Then he threw another word out on the table: Yoga. And again I thought, Oh, God. Does he want me to become a granola yogi fanatic? But as he explained more to me, how yoga can help control your breathing, boost your mood, etc., it started to make more sense. Slightly more appealing, even, but definitely more rational. Plus, it’s an activity that can very easily be begun if you have YouTube, a mat, or even a bath towel. I was fed up with making excuses for myself at this point--which was good, since I pretty much had no excuse to avoid trying it anyway. 


When I say I started slow, I mean sloowww. I literally just typed in “yoga exercises” into the search bar and went with (and am still with) the first channel that came up. It’s called Yoga with Adriene, and I cannot recommend it highly enough for someone who is remotely interested in yoga. She has routines for EVERYTHING: yoga for anxiety, for abs, for bad knees, a bad back, yoga for wedding prep (you think I’m joking). There was even a routine for yoga when you’re sick, which came in handy last week (see last blog post for reference). Videos can range from 15ish minutes to 40, so there's always something that can fit my needs and schedule. As my self-proclaimed yoga instructor, Adriene is also the perfect balance of delightfully cheesy yoga proverbs ("If you fall, we'll catch you") and laidback humor that's hard not to like. It's a yoga, meditation, and positive self-talk session all rolled into one. And it's all for free!
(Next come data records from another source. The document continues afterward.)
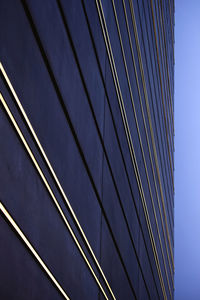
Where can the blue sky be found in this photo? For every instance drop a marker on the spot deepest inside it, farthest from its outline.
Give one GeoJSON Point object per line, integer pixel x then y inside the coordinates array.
{"type": "Point", "coordinates": [187, 149]}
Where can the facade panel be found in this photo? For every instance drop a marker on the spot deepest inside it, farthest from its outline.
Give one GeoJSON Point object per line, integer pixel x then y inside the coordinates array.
{"type": "Point", "coordinates": [87, 149]}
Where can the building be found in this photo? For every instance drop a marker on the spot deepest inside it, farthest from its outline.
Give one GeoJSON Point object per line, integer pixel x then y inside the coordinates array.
{"type": "Point", "coordinates": [87, 149]}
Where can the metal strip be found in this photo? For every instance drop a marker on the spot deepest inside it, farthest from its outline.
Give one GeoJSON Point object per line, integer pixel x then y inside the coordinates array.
{"type": "Point", "coordinates": [149, 118]}
{"type": "Point", "coordinates": [128, 135]}
{"type": "Point", "coordinates": [33, 251]}
{"type": "Point", "coordinates": [50, 191]}
{"type": "Point", "coordinates": [143, 155]}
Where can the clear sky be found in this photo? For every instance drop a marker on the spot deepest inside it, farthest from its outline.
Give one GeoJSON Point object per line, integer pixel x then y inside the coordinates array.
{"type": "Point", "coordinates": [187, 149]}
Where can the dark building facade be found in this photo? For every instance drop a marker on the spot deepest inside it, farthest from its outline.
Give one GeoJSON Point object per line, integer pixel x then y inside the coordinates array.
{"type": "Point", "coordinates": [87, 149]}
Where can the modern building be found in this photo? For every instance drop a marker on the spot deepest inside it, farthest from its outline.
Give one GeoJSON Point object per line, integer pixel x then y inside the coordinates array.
{"type": "Point", "coordinates": [87, 149]}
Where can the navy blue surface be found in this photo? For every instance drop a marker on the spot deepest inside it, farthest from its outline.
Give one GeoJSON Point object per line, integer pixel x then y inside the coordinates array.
{"type": "Point", "coordinates": [55, 55]}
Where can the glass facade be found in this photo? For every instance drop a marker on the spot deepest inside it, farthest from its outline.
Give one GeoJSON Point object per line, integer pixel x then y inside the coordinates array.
{"type": "Point", "coordinates": [87, 149]}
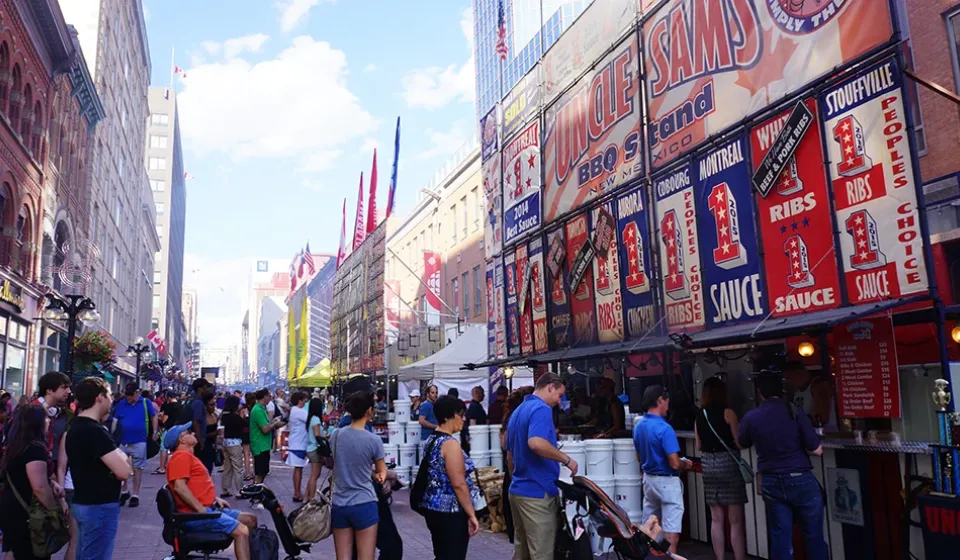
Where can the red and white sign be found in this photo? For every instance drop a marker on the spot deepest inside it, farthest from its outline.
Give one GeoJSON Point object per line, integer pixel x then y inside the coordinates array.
{"type": "Point", "coordinates": [526, 316]}
{"type": "Point", "coordinates": [538, 294]}
{"type": "Point", "coordinates": [798, 254]}
{"type": "Point", "coordinates": [679, 251]}
{"type": "Point", "coordinates": [606, 273]}
{"type": "Point", "coordinates": [868, 379]}
{"type": "Point", "coordinates": [874, 190]}
{"type": "Point", "coordinates": [581, 301]}
{"type": "Point", "coordinates": [709, 63]}
{"type": "Point", "coordinates": [431, 272]}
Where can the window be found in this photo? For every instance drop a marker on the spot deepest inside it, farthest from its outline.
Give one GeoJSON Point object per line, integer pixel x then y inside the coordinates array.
{"type": "Point", "coordinates": [456, 297]}
{"type": "Point", "coordinates": [477, 291]}
{"type": "Point", "coordinates": [466, 294]}
{"type": "Point", "coordinates": [474, 198]}
{"type": "Point", "coordinates": [453, 221]}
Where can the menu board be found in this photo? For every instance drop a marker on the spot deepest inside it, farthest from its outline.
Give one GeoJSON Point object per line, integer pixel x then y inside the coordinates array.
{"type": "Point", "coordinates": [868, 380]}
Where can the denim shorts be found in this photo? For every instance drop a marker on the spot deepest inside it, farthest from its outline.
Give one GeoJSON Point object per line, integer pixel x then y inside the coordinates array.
{"type": "Point", "coordinates": [226, 523]}
{"type": "Point", "coordinates": [358, 517]}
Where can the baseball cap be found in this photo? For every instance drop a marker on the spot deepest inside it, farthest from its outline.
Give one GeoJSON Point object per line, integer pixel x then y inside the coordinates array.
{"type": "Point", "coordinates": [172, 438]}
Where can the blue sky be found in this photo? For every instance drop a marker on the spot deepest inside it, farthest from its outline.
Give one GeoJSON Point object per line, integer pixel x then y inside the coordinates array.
{"type": "Point", "coordinates": [281, 107]}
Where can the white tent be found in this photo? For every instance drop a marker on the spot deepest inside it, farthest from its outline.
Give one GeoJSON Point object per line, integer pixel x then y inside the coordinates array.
{"type": "Point", "coordinates": [468, 348]}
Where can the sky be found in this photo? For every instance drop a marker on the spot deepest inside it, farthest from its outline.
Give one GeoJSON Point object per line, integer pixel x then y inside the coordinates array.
{"type": "Point", "coordinates": [281, 107]}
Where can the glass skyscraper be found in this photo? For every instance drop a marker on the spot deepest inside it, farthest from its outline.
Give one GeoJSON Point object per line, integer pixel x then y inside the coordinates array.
{"type": "Point", "coordinates": [532, 27]}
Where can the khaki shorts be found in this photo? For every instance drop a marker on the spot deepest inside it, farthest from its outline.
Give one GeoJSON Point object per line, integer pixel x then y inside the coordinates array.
{"type": "Point", "coordinates": [535, 527]}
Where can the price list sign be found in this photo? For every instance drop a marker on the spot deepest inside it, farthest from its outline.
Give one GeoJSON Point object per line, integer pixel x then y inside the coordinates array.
{"type": "Point", "coordinates": [868, 381]}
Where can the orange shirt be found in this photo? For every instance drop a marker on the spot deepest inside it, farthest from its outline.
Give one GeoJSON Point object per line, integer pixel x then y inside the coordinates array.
{"type": "Point", "coordinates": [184, 464]}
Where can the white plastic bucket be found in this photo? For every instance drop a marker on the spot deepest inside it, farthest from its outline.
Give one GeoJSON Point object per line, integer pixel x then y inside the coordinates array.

*Not me, as I am still searching for a rooftop on which to do this

I’ve come pretty far since the early days. I've surprised myself with how far I can push my body's limits, and have been able to build up my own inner and physical strength in ways I otherwise wouldn't. One of the credos of yoga is "If it's starting to hurt you, you're doing it wrong," and I've come to find the difference between forcing things versus naturally letting them happen. In an odd way, then, yoga has taught me patience: patience with myself, my body, and being ready to go that extra mile (or in this case, hold a pose for that extra second) when I know I can. When I once was unable to do a downward-facing dog without bending my knees 90 degrees, I can now do one bending them at a mere 85. In all seriousness, though, yoga has really transformed not just how I view myself, but also—wait for it—the world around me.


At its core, yoga is just about breathing. Sounds like oversimplification, but it’s true. If a pose is hard, you breathe through it. If you’re transitioning between poses, you breathe though it. If a stressful or worrisome thought enters your mind while you’re practicing, you breathe it in, and breathe it out. When you think about it, it’s almost like a 20-30 minute metaphor of how to live the rest of your life. Things may change, feel unbearably hard, negative thoughts may weigh you down, but it’s important to keep breathing through it all—as slowly and steadily as necessary to be able to continue on.


It’s gotten to the point where I actually look forward to the hour I set aside for yoga. No, I'm not doing headstands left and right or chugging green juice afterwards, but it is my chance to unplug for a while and focus on myself. The day moves by so fast that it can be so easy to forget to do that. So while most of the time you’ll hear me grumbling about how “there’s not enough hours in the day” to do everything I need to do, I always somehow find time to unroll my yoga mat, put in my headphones, and do something that will never fail to be good for me.


Whatever it may be for you—yoga, running, perhaps a very intense dance party—I can confirm it’s never a bad idea to exercise. Doctor’s orders.